I'm new to using Beautiful Soup and web scraping in general; I'm trying to build a dataframe that has the title, content, and publish date from a blog post style website (everything's on one page, there's a title, publish date, and then the post's content). I'm able to get the title and publish date easily enough, but I can't correctly pull the post's content. each post is structured like so:
<h2 class = "thisYear" title = "Click here to display/hide information">
"First Post Title" </h2>
<p class ="pubdate" style="display: block;"> 2022-07-11</p>
<p style="display: block;"> "First paragraph of post"</p>
<p style="display: block;"> "Second paragraph of post"</p>
<h2 class = "thisYear" title = "Click here to display/hide information>
"Second Post Title" </h2>
<p class ="pubdate" style="display: block;"> 2022-07-07</p>
<p style="display: block;"> "First paragraph of post"</p>
<p style="display: block;"> "Second paragraph of post"</p>
Current Code:
r = requests.get(URL,allow_redirects=True)

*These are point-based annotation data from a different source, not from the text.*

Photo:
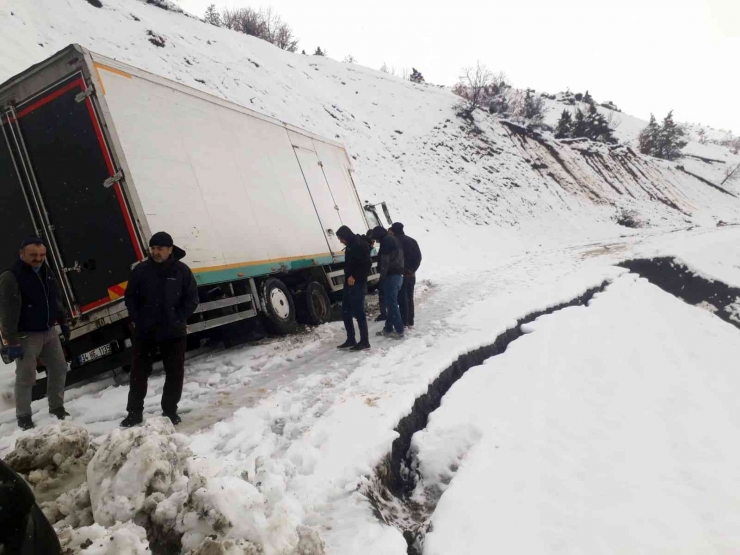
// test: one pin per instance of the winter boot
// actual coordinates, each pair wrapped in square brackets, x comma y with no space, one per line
[25,422]
[60,413]
[174,418]
[133,419]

soup = BeautifulSoup(r.content, 'html5lib')
tag = 'p'
title_class_name = "thisYear"
news_class_name = "thisYear"
date_class_name = "pubdate"
df = pd.DataFrame()
title_list = []
news_list =[]
date_list = []
title_table = soup.findAll('h2',attrs= {'class':title_class_name})
news_table = soup.findAll(tag,attrs= {'class': None})
date_table = soup.findAll(tag,attrs= {'class':date_class_name})
for (title , news, date) in zip(title_table, news_table, date_table):
title_list.append(title.text)
news_list.append(news.text)
date_list.append(date.text)
df['title'] = title_list
df['news']=news_list
df['publish_date']=date_list
df
I think I see the problem, that it's pulling each paragraph as a separate news entry, but I haven't been able to correct that yet. How would I pull the content that is only in between each tag='h2' and class='thisYear' combination?
CodePudding user response:
You can use for example tag.find_previous
to find to which block the paragraph belongs:
from bs4 import BeautifulSoup
html_doc = """\
<h2 class = "thisYear" title = "Click here to display/hide information">
"First Post Title" </h2>
<p class ="pubdate" style="display: block;"> 2022-07-11</p>
<p style="display: block;"> "First paragraph of post 1"</p>
<p style="display: block;"> "Second paragraph of post 1"</p>
<h2 class = "thisYear" title = "Click here to display/hide information">
"Second Post Title" </h2>
<p class ="pubdate" style="display: block;"> 2022-07-07</p>
<p style="display: block;"> "First paragraph of post 2"</p>
<p style="display: block;"> "Second paragraph of post 2"</p>"""
soup = BeautifulSoup(html_doc, "html.parser")
out = {}
for p in soup.select("h2.thisYear ~ p:not(.pubdate)"):
title = p.find_previous("h2").text.strip()
pubdate = p.find_previous(class_="pubdate").text.strip()
out.setdefault((title, pubdate), []).append(p.text.strip())
print(out)
Prints:
{
('"First Post Title"', "2022-07-11"): [
'"First paragraph of post 1"',
'"Second paragraph of post 1"',
],
('"Second Post Title"', "2022-07-07"): [
'"First paragraph of post 2"',
'"Second paragraph of post 2"',
],
}
EDIT: To transform out
as a DataFrame you can do:
import pandas as pd
df = pd.DataFrame(
[
(title, date, "\n".join(paragraphs))
for (title, date), paragraphs in out.items()
],
columns=["Title", "Date", "Paragraphs"],
)
print(df)
Prints:
Title Date Paragraphs
0 "First Post Title" 2022-07-11 "First paragraph of post 1"\n"Second paragraph of post 1"
1 "Second Post Title" 2022-07-07 "First paragraph of post 2"\n"Second paragraph of post 2"